Sebagai koreografer pertunjukan, Rachmayati Nilakusumah merupakan seorang penari yang pernah mendalami tari Ronggeng Gunung dengan berguru kepada dua maestro Ronggeng Gunung, Bi Raspi dan Bi Pejoh. Baginya Ronggeng Gunung adalah tarian purba dengan banyak filosofi hidup.
"Berbeda dengan tarian-tarian yang ada di Jawa Barat, gerakan tari utama Ronggeng Gunung adalah kaki. Dalam bahasa Sunda kita kenal dengan istilah 'sareundeuk saigel' atau 'seirama segerakan'. Nah, dalam tarian Ronggeng Gunung kalau kita salah irama atau salah gerakan kita akan terinjak oleh orang lain. Jadi penting sekali kebersamaan," kata Rachmayati Nilakusumah.

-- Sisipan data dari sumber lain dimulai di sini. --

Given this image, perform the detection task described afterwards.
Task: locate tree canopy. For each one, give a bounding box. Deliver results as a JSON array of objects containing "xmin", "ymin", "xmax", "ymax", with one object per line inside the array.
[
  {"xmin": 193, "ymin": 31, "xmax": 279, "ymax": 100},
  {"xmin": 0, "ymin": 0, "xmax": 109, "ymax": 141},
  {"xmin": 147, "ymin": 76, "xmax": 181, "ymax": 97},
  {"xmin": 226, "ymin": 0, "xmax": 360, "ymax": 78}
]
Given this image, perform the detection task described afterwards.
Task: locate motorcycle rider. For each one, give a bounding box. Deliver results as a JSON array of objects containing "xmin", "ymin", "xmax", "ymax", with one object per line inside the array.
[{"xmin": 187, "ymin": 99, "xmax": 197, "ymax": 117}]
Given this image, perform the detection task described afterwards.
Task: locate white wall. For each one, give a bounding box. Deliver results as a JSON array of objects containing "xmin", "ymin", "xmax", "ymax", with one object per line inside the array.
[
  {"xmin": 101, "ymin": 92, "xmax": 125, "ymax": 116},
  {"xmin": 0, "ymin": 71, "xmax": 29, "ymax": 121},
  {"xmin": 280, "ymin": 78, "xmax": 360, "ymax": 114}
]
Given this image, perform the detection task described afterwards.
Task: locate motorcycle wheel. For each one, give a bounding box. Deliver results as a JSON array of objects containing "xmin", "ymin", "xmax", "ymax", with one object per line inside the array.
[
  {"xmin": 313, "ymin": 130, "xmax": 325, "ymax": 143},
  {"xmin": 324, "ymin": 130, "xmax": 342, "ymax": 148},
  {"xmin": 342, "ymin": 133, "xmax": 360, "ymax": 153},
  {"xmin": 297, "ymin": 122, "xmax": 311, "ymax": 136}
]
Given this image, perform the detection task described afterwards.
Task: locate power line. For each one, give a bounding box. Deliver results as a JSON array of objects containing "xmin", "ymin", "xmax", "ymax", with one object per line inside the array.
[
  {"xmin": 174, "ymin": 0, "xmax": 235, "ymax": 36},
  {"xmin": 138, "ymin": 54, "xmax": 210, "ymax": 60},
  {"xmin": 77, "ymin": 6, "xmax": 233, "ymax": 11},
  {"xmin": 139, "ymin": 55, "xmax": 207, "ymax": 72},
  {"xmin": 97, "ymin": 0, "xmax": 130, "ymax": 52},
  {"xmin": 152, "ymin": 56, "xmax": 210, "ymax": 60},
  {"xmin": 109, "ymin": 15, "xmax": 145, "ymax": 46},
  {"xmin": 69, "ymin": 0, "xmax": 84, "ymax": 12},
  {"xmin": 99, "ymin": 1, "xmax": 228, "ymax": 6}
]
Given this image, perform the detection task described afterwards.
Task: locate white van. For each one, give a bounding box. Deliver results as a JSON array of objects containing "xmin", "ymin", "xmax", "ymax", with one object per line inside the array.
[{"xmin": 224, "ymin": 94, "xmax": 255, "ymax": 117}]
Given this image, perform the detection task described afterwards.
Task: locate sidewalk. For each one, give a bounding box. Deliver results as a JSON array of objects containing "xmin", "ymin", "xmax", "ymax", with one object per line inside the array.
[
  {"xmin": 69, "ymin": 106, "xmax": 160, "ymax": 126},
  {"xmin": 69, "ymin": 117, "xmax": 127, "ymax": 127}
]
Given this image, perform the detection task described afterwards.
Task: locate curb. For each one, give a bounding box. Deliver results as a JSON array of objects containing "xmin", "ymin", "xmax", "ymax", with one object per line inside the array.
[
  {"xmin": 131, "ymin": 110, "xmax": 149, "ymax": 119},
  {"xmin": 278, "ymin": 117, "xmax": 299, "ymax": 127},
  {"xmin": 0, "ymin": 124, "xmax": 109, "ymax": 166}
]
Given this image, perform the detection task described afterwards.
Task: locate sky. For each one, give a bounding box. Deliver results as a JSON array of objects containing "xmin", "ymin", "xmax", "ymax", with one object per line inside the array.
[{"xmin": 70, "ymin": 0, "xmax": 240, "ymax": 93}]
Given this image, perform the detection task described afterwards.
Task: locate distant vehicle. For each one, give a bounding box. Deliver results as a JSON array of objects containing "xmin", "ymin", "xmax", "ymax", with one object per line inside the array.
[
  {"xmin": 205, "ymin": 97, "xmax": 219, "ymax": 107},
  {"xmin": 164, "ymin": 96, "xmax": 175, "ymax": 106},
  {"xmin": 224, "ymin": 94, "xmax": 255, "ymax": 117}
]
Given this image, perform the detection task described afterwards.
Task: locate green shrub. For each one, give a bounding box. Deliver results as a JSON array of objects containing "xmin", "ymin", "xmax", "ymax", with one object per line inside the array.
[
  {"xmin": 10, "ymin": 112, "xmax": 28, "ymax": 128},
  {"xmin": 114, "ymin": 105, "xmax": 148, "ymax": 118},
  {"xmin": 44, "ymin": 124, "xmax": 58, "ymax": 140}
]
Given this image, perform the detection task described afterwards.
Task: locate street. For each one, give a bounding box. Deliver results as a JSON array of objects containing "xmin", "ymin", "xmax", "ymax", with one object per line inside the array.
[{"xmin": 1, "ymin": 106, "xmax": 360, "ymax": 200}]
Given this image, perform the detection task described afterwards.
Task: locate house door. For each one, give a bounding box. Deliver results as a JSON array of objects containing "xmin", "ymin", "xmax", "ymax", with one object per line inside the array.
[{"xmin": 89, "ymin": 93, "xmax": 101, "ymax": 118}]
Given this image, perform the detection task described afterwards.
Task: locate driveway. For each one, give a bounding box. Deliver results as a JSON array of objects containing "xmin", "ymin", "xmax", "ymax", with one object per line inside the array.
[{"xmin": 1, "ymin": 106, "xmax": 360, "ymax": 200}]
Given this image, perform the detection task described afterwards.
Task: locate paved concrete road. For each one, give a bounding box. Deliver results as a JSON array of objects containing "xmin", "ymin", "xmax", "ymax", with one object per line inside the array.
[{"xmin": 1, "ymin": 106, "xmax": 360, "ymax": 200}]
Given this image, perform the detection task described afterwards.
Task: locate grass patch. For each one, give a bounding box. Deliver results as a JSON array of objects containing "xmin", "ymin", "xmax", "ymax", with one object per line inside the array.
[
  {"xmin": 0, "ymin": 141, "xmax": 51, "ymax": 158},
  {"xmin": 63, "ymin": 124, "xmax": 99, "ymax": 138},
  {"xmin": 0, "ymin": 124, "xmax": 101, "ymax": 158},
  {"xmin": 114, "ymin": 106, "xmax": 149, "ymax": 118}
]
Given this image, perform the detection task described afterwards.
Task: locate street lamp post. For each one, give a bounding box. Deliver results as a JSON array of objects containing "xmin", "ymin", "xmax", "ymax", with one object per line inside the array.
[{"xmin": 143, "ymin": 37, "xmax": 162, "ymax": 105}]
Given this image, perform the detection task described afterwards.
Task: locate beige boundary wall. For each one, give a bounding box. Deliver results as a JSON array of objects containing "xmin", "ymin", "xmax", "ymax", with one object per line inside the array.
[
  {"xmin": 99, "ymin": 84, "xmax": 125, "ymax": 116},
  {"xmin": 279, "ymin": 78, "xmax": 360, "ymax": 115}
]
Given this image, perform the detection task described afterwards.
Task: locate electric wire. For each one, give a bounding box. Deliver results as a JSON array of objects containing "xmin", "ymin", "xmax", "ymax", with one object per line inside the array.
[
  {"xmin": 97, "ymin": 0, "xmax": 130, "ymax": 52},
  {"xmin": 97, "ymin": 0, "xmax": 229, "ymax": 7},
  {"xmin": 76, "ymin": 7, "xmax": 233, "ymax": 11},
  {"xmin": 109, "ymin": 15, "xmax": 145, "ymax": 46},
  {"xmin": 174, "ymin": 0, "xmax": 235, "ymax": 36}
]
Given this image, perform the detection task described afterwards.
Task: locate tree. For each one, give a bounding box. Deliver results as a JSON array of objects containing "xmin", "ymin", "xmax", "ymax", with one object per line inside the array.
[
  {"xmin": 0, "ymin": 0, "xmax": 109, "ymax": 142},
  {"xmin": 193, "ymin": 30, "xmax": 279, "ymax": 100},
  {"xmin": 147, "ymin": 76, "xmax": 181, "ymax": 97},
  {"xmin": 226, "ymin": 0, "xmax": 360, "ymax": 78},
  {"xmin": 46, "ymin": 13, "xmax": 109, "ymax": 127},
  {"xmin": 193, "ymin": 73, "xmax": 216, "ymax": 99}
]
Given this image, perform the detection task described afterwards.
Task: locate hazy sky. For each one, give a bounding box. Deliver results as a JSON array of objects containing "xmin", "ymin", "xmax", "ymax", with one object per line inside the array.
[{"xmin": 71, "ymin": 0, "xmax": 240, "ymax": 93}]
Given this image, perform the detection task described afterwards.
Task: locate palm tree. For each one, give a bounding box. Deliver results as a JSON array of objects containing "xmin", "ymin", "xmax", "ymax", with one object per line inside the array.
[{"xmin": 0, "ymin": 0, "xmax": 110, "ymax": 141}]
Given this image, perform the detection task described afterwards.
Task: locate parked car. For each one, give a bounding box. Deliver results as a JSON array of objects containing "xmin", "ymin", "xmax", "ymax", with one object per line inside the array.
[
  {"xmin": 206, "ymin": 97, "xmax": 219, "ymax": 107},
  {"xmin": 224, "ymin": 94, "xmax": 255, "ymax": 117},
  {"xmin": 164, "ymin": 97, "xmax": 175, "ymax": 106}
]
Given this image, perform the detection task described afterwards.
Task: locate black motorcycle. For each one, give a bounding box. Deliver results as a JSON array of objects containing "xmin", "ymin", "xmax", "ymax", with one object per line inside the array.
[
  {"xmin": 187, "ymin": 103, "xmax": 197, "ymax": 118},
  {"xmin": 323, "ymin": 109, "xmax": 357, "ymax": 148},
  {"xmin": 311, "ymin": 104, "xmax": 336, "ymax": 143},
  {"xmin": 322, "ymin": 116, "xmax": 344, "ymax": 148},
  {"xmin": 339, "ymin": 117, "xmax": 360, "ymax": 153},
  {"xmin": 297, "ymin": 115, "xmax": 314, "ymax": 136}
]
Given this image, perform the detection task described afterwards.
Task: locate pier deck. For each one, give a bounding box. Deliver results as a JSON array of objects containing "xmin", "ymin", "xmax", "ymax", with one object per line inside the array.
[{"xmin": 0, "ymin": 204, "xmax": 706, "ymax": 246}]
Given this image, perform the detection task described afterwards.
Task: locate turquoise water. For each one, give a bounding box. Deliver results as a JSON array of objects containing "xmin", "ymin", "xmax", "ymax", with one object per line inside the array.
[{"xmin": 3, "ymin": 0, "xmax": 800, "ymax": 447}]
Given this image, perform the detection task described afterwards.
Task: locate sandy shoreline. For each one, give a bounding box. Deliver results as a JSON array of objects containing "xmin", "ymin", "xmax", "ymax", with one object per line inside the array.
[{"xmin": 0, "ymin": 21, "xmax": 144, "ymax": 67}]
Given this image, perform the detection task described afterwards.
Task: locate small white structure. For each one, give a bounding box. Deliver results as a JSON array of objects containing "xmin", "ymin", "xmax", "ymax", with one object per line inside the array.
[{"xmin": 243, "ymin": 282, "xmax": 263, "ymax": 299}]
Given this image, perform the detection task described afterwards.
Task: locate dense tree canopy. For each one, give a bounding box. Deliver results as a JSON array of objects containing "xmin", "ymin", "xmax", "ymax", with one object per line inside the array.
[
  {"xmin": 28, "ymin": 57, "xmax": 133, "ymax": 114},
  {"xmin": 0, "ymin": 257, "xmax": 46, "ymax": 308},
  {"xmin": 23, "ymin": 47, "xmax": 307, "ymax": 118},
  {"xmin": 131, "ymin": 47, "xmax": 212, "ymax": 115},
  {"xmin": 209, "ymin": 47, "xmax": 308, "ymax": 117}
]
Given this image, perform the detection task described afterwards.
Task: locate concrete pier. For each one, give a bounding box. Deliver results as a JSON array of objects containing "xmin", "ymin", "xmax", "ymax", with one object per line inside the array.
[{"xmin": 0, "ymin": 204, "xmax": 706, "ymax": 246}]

Menjadi seorang Ronggeng Gunung tidak hanya dituntut untuk menari, namun juga menyanyi, bermain, dan menciptakan komposisi musik serta lirik secara langsung. Ini adalah kali pertama Ariel Tatum bermain monolog di atas panggung.
Untuk dapat memerankan tokoh Sang Kembang Bale, pemain film dan sinetron kelahiran Jakarta tersebut harus belajar selama lima minggu penuh. Setiap hari, Ariel Tatum harus menghabiskan waktu selama enam hingga delapan jam.
"Rasanya sungguh penuh haru, seperti udara segar yang baru. Saya harus belajar menari, menembang dan berbahasa Sunda. Semua ada pakemnya dan tidak boleh dilanggar. Ini benar-benar baru buat saya," ucap Ariel Tatum.
Tantangan utama yang paling dirasa Ariel Tatum adalah belajar cengkok dalam menyanyikan lirik lagu. Namun setelah belajar langsung dengan Bi Pejoh dan penyanyi dari tim Swarantara, Ariel Tatum mampu menguasai tekniknya.
"Ronggeng Gunung adalah sebuah kemagisan dari leluhur kita, jadi memang hanya kita yang bisa meneruskan itu semua. Semoga dengan pementasan ini generasi muda mau belajar lebih banyak, mau tahu lebih banyak hal sehingga kita lebih kaya lagi dengan budaya-budaya yang sebenarnya sudah lama ada dan mengalir di tubuh kita,” harap Ariel Tatum.